We can again extend this to marginal densities for \(n\) continuous random variables. The marginal density of \(X_i\) in a joint distribution of \(n\) variables is obtained by integrating out all other variables:
\[f_{X_i}(z) = \int_{-\infty}^\infty \cdots \int_{-\infty}^\infty f(x_1, ..., x_{i-1}, z, x_{i+1}, ..., x_n) dx_1 \cdots dx_{i-1} dx_{i+1} \cdots dx_n \]So we integrate over all other variables except \(X_i\). Again just like in the discrete case, if you have the joint density, you can compute all the marginals by integrating out the other variables. However, if you only have the marginals, you cannot reconstruct the joint density uniquely. This is because the joint density contains information about how the variables depend on each other that is not captured by the marginals alone.

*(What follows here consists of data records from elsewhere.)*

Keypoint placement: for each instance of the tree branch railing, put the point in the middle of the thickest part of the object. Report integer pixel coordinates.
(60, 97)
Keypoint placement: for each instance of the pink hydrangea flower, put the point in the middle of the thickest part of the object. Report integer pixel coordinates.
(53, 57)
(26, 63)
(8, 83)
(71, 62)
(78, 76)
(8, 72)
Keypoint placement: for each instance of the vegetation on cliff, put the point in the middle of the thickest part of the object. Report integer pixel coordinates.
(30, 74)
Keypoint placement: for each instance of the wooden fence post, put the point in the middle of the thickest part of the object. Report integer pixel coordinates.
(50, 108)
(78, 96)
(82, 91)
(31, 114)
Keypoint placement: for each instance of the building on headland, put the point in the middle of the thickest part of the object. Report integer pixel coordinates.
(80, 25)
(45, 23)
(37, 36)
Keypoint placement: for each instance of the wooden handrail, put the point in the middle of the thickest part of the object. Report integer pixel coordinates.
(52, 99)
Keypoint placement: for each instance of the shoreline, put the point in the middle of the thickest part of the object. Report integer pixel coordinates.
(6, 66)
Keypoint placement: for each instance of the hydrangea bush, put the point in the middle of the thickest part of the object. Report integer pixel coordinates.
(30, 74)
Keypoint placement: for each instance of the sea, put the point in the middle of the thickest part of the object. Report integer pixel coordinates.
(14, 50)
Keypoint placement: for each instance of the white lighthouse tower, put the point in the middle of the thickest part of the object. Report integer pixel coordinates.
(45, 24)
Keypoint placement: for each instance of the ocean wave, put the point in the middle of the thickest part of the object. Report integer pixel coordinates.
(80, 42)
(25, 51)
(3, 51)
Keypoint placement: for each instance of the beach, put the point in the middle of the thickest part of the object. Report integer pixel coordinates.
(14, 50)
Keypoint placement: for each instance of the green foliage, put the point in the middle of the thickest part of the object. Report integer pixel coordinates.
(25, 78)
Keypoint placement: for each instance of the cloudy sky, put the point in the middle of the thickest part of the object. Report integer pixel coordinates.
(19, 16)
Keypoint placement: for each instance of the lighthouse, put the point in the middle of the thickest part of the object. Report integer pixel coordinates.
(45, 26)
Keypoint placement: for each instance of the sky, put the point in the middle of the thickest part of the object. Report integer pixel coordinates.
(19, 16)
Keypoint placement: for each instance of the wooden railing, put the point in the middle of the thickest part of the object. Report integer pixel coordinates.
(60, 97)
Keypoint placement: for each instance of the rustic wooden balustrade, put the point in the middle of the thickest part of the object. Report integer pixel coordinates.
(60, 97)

Back to our example of the random point uniformly distributed in the square \([0,1]^2\). The joint density is \(f(x, y) = 1\) for \((x, y) \in [0, 1]^2\). To find the marginal density of \(X\), we integrate over \(Y\) which takes values in \([0, 1]\):
\[f_X(x) = \int_0^1 1\,dy = 1 \qquad \text{for } x \in [0,1] \]So \(X\) is uniformly distributed on \(\[0,1]\). Same for \(Y\). You can think of this as collapsing the square down to a line segment, where every point on that segment is equally likely.

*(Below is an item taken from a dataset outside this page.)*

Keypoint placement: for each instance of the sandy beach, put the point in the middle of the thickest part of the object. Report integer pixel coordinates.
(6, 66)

For the uniform point in the unit disk the marginal density of \(X\) is obtained by integrating the joint density over \(Y\):
\[f_X(x) = \int_{-\sqrt{1-x^2}}^{\sqrt{1-x^2}} \frac{1}{\pi} dy = \frac{2}{\pi} \sqrt{1-x^2} \]So the marginal density of \(X\) is higher near \(x=0\) and lower near \(x=\pm1\), reflecting the geometry of the disk as the unit circle is centered around the origin so the values near the center are more likely to be chosen. Similarly for \(Y\).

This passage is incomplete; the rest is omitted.